LEADING LADIES, FROM HOLLYWOOD’S GOLDEN AGE TO TODAY, PRESENT A VITAL FEMALE PORTRAIT OF THE GRIT AND GLORY OF THE AMERICAN WEST
Written by Constance Dunn
“It’ is that quality possessed by some which draws all others with its magnetic force,” wrote Elinor Glyn in the title card of the same-named 1927 silent movie. The movie’s breakout star was, of course, Clara Bow, the original “It Girl” who had this rare characteristic—an unmistakable combination of visual allure and an innate, unique flourish that could be reliably conveyed on screen—in spades. Whether by careful design on the part of the performer, or the luck of nature, the “It” factor, if it is to translate, must always be projected as a thing of organic spontaneity, so that no matter what else is happening on screen, the audience can’t help but keep their eyes fixed on the actor possessing it.
In honor of Women’s History Month, we call attention to leading ladies, past and present, who’ve lit up the screens of Hollywood’s most notable Westerns. Women’s History Month has been commemorated in the U.S. since 1987, when Congress first designated it in March, and Ronald Reagan became the first president to issue a proclamation in its observance, calling “upon all Americans to mark this month with appropriate observances to honor the achievements of American women.” Among those achievements has been the visual projection of strength—often salted with a fierce sense of individualism and femininity—that marks the onscreen portrayals of the women of the American West.
Many of Tinseltown’s most lauded works in this genre have also starred John Wayne, whose to-the-point pillar of strength provided an ideal companion to steel magnolias like Maureen O’Hara, playing his estranged love interest in the Westerns Rio Grande (1950), McLintock! (1963) and Big Jake (1971). By contrast is the vulnerability of raven-haired Gail Russell, who appeared in three Wayne films, (to O’Hara’s five), including the role of a kindly frontier Quaker who tenderly nurses The Duke, as an injured outlaw besotted with her, back to health in Angel and the Badman (1947), which was also the first film that Wayne produced.
Even Westerns where the leading lady was not a Wayne love interest per se, showcased women of the American West as possessing heroic levels of loyalty and resolve.

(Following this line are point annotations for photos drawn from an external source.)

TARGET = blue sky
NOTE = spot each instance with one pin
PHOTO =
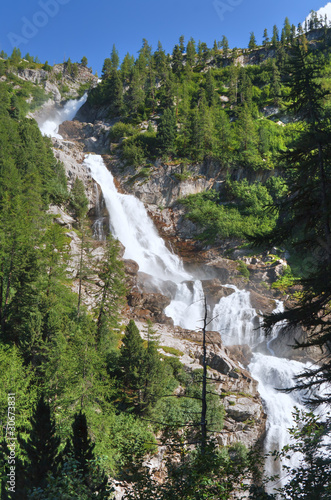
(58, 29)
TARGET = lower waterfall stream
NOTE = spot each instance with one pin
(235, 319)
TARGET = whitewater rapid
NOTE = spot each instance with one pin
(234, 317)
(50, 126)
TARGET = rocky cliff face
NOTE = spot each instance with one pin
(245, 418)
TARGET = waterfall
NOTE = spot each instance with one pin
(97, 227)
(129, 222)
(234, 317)
(50, 126)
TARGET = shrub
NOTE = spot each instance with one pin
(121, 129)
(171, 350)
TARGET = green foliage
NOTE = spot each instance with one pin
(309, 479)
(172, 350)
(214, 474)
(120, 130)
(242, 212)
(243, 270)
(40, 451)
(166, 132)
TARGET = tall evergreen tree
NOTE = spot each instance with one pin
(40, 451)
(266, 39)
(275, 36)
(81, 449)
(114, 57)
(225, 46)
(305, 214)
(132, 354)
(252, 42)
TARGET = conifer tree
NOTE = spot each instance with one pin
(106, 68)
(225, 46)
(177, 58)
(40, 451)
(114, 57)
(182, 44)
(81, 449)
(132, 354)
(266, 39)
(287, 30)
(160, 59)
(111, 292)
(305, 212)
(190, 53)
(167, 132)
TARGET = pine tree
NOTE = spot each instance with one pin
(177, 60)
(81, 449)
(225, 46)
(182, 44)
(275, 36)
(309, 479)
(167, 132)
(305, 212)
(210, 89)
(132, 354)
(106, 68)
(266, 39)
(114, 57)
(252, 42)
(40, 451)
(127, 67)
(190, 53)
(160, 59)
(276, 84)
(111, 292)
(287, 30)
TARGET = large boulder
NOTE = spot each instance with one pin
(214, 291)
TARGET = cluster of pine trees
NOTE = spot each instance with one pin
(90, 397)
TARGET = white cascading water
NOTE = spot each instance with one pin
(130, 223)
(234, 316)
(50, 126)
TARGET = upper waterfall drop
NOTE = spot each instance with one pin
(131, 225)
(50, 126)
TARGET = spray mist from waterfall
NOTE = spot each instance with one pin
(50, 126)
(234, 317)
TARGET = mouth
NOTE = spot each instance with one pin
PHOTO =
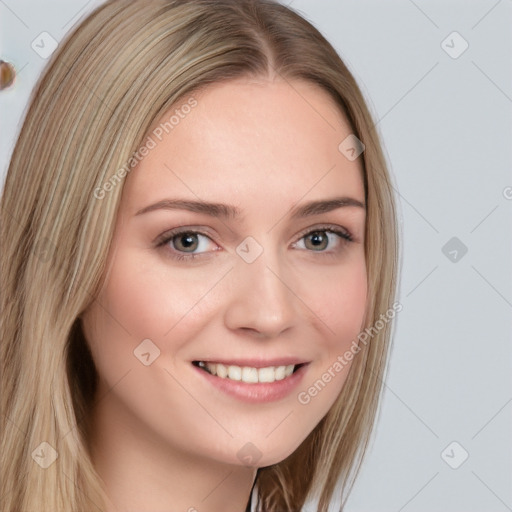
(248, 374)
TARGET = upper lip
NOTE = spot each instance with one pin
(255, 362)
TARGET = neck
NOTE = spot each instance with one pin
(141, 473)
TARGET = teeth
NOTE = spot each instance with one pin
(247, 373)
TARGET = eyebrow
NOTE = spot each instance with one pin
(228, 211)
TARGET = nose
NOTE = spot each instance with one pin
(262, 301)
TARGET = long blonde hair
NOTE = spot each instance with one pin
(122, 68)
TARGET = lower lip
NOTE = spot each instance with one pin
(260, 392)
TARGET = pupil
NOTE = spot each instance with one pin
(318, 239)
(187, 241)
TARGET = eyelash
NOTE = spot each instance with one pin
(344, 235)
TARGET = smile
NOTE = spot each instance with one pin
(248, 374)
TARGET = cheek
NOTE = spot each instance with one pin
(339, 296)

It’s hard to imagine a conventional female lead in the place of plucky frontier beauty Joanne Dru, who doesn’t utter a peep, much less howl, when an arrow pierces her shoulder during battle in 1948’s Red River. Or actress Ann-Margret as a train robber’s widow in The Train Robbers (1973), teaming up with a trio of Civil War veterans, John Wayne’s character Lane among them, to recover a lost cache of gold and clear her husband’s name. (The ending reveals a twist for her character; however, she gets high marks for pluck, particularly in battle.) In addition to being a leading man, Wayne was also a successful producer whose well-honed eye for talent had him casting “It”-factor stars like Lauren Bacall, who appeared in two Wayne films, Blood Alley (1955), and later, as a single mother to a young boy and an unwavering ally to Wayne’s vulnerable, dying gunslinger in his final film, The Shootist (1976).

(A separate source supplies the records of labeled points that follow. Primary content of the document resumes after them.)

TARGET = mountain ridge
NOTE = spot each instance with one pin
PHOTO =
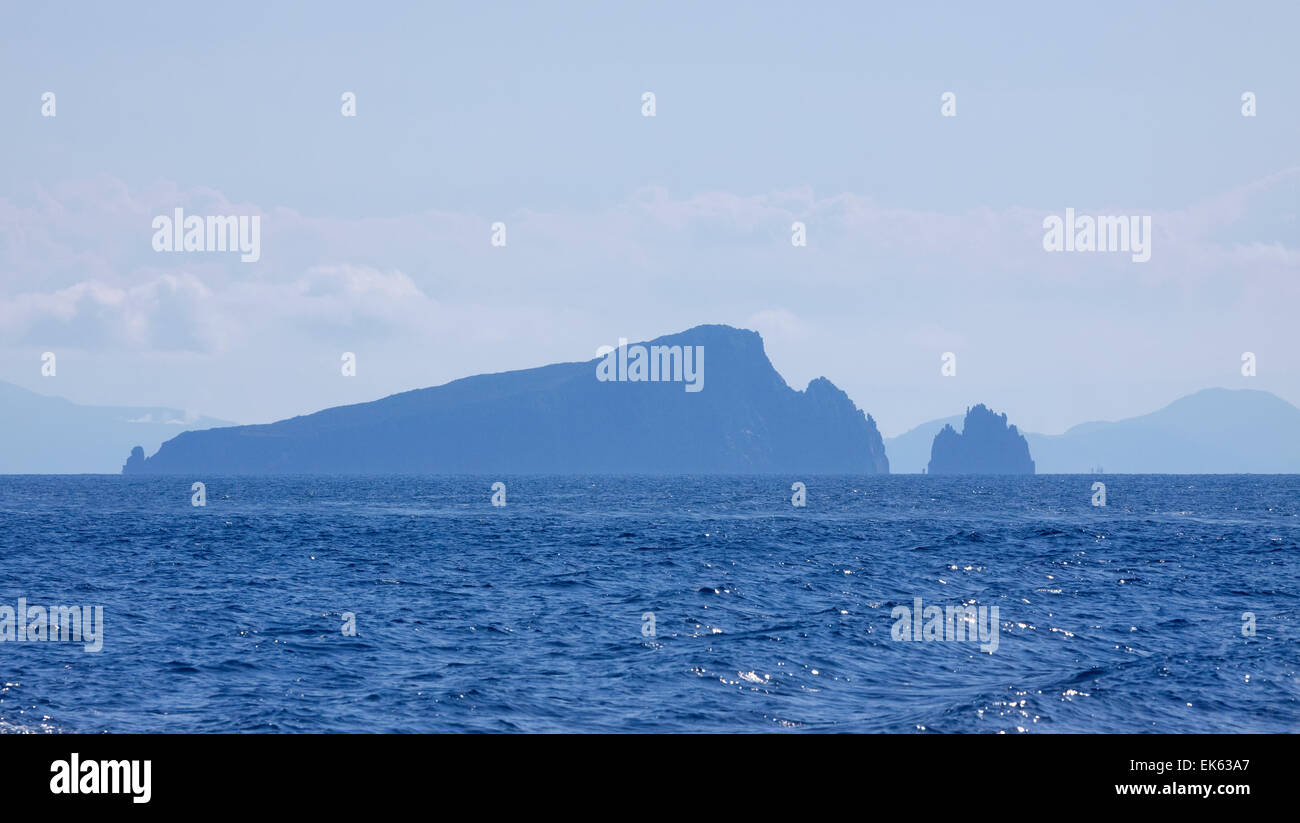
(563, 419)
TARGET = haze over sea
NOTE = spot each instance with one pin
(1126, 618)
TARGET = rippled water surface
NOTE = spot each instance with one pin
(766, 616)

Only a couple of decades later, Sharon Stone would turn traditional Western casting on its head by playing a believably tough, bent-on-revenge gunfighter in acclaimed The Quick and the Dead (1995). Likewise for Regina King, who recently portrayed braid-wearing outlaw leader Trudy Smith in The Harder They Fall (2021), a high-styled take on the New Western featuring a cast of all-black actors.
No matter the year of their film’s release, what leading ladies of the genre all share is “It,” along with the ability to project a particular female strength rarely seen onscreen outside the Western, where it’s a staple. Perhaps it’s no coincidence, then, that 1927—the same year that Clara Bow projected “that quality possessed by some which draws all others with its magnetic force” to filmgoers around the globe—was also the year that young Marion Morrison landed his first job in pictures, as a prop man and day laborer at Fox Studios, thereby starting the countdown to just a few years later when he’d similarly enthrall audiences by appearing onscreen in all of his John Wayne glory.